No industry has transformed quite as much in the just the past decade as the music industry. And it's a good thing that they knew their central product was the music and not the record, tape, or CD that the music was recorded onto. The loneliest places in the country today must be record stores. Are there even still record stores?

But then there are newspapers where even our name evokes the ink-on-paper albatross that is dragging the industry rather than allowing it to transform. A few years ago, Gannett, the nation's largest newspaper company, realigned and renamed its divisions. What had been the Newspaper Division was renamed to...

The Community Newspaper Division. Gannett missed an opportunity to rebrand its identity and jettison the paper. Some larger newspapers have tried to brand themselves as media groups made up of websites, magazines and newspapers. That's a step in the right direction, but it is more for show than actually a sea change in attitude.

So much of the industry's identity is wrapped up in the medium rather than the product that we can't really see past it. Bloggers say "Newspapers are Dying" and we need to "Save Newspapers". And we worry that journalism won't survive because it appears inexorably linked to the medium.

It's time for this industry to admit that it is spiraling out of control and needs to get in a program. So here's 12-step program for newspapers.

1. Admit that we are powerless over the changing market conditions and that holding onto the past has become unmanageable.

2. Believe that we are a dying industry because our customers have found us irrelevant. Honestly, that's the ultimate reason.
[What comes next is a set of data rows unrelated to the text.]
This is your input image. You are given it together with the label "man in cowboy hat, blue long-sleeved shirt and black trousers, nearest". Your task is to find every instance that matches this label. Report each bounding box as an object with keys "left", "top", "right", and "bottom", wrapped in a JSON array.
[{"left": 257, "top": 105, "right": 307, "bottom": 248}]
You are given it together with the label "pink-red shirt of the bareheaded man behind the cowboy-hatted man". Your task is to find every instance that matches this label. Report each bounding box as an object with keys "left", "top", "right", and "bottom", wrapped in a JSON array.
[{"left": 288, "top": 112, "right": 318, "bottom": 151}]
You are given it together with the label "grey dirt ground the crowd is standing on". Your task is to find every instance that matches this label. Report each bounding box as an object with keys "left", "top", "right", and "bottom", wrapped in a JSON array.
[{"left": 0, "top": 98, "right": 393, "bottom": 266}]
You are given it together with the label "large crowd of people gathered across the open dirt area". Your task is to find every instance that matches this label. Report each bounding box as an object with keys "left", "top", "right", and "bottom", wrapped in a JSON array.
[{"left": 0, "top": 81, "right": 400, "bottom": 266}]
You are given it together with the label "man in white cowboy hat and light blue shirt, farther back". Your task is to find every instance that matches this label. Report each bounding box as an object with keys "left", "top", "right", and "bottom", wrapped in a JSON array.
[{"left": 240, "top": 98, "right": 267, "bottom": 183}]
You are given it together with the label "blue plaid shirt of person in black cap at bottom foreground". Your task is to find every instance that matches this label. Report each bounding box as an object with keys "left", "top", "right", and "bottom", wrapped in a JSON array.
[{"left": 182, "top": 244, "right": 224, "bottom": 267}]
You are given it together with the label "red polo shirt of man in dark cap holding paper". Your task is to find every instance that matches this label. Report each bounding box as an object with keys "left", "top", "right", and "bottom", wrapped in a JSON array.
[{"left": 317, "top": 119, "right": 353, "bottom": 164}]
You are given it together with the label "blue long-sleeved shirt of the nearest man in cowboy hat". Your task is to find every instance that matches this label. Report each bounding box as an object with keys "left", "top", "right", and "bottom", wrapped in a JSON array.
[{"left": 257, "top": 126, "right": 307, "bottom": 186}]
3. Make a decision to evolve not devolve. We will stop acting like the sky is falling!

4. Make a searching and fearless inventory of ourselves. Admit that we have completely given up most real journalism, that we are afraid to be hard hitting and that we have deeply buried all the greatness that made us indespensible. News flash: Readers have noticed this!

5. Admit to our readers that we have only given lipservice to involving them in the news gathering process. We have created forums so they could talk - to each other - not help us shape the direction of what we were covering. Most days we don't even look at that stuff.
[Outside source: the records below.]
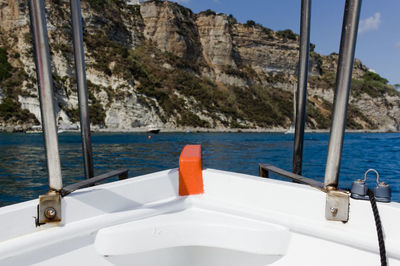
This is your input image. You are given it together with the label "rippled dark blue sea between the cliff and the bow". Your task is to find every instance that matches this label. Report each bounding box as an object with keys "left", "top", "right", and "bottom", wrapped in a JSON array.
[{"left": 0, "top": 133, "right": 400, "bottom": 206}]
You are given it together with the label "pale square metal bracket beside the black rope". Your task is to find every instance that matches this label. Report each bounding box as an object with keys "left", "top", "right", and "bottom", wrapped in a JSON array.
[{"left": 325, "top": 190, "right": 350, "bottom": 222}]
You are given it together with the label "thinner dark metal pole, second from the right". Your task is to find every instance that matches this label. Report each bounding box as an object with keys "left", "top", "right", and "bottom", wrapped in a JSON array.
[{"left": 293, "top": 0, "right": 311, "bottom": 175}]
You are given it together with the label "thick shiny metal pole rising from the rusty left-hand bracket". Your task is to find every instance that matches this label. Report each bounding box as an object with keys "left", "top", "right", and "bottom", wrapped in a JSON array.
[{"left": 29, "top": 0, "right": 62, "bottom": 191}]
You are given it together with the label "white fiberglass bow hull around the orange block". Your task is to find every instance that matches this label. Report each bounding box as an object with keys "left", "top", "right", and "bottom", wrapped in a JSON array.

6. We know that these defects in our character are a big part of what is dragging us down and we are ready - really ready - to change.
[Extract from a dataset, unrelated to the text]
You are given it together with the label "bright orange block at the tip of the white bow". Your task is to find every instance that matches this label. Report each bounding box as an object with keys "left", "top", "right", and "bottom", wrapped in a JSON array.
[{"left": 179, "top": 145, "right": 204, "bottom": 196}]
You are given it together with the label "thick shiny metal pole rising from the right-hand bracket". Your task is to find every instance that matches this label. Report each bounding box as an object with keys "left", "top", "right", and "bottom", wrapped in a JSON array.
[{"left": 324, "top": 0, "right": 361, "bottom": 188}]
7. Time to remove the dead wood. We know that the future of news has a smaller footprint, so, yes, there are going to be reductions in the work force. In many cases, that dead wood sits at the top of the tree. Start hacking away - hack being the operative word here.

8. Make a list of the values that defined the news industry: inquisitiveness, skepticism, intelligence, public service, honesty, objectivity. And admit that most newspapers long ago traded those in for revenue, quick hit, easy, non-threatening, feature, good-news pap.

9. Recognize that failure to maintain Step 8 is why you are irrelevant today. That irrelevance is why readers are abandoning you in droves. That abandonment - as well as your greed - is why advertisers have slipped away. Quod erat demonstratum.

10. Accept the fact that greed is killing you. 40% profit margins are a thing of the past. Accept it and move on. If you can't get this step down, you may still be doomed!

11. Stop whining. Newspapers have been wringing their hands over lost readership since the end of World War II, when the decline started. And in the past 50 years have done very little to change the trend. In 2000, Gary Watson, then president of the Newspaper Division, told a NEXPO audience that we were not in the newspaper business; we are in the information business. Bold words repeated by executives over and over in meeting rooms and conference speeches from San Francisco to Manhattan. But words only have power when they empower action. Stop whining and start changing!

12. Take the paper out of newspaper. Change the moniker and really believe it. You are holding onto a past that is never coming back and good riddance. Step up and lead or get out of the way.

Oh, yeah, and throw out that "Journalists do it dirty" t-shirt.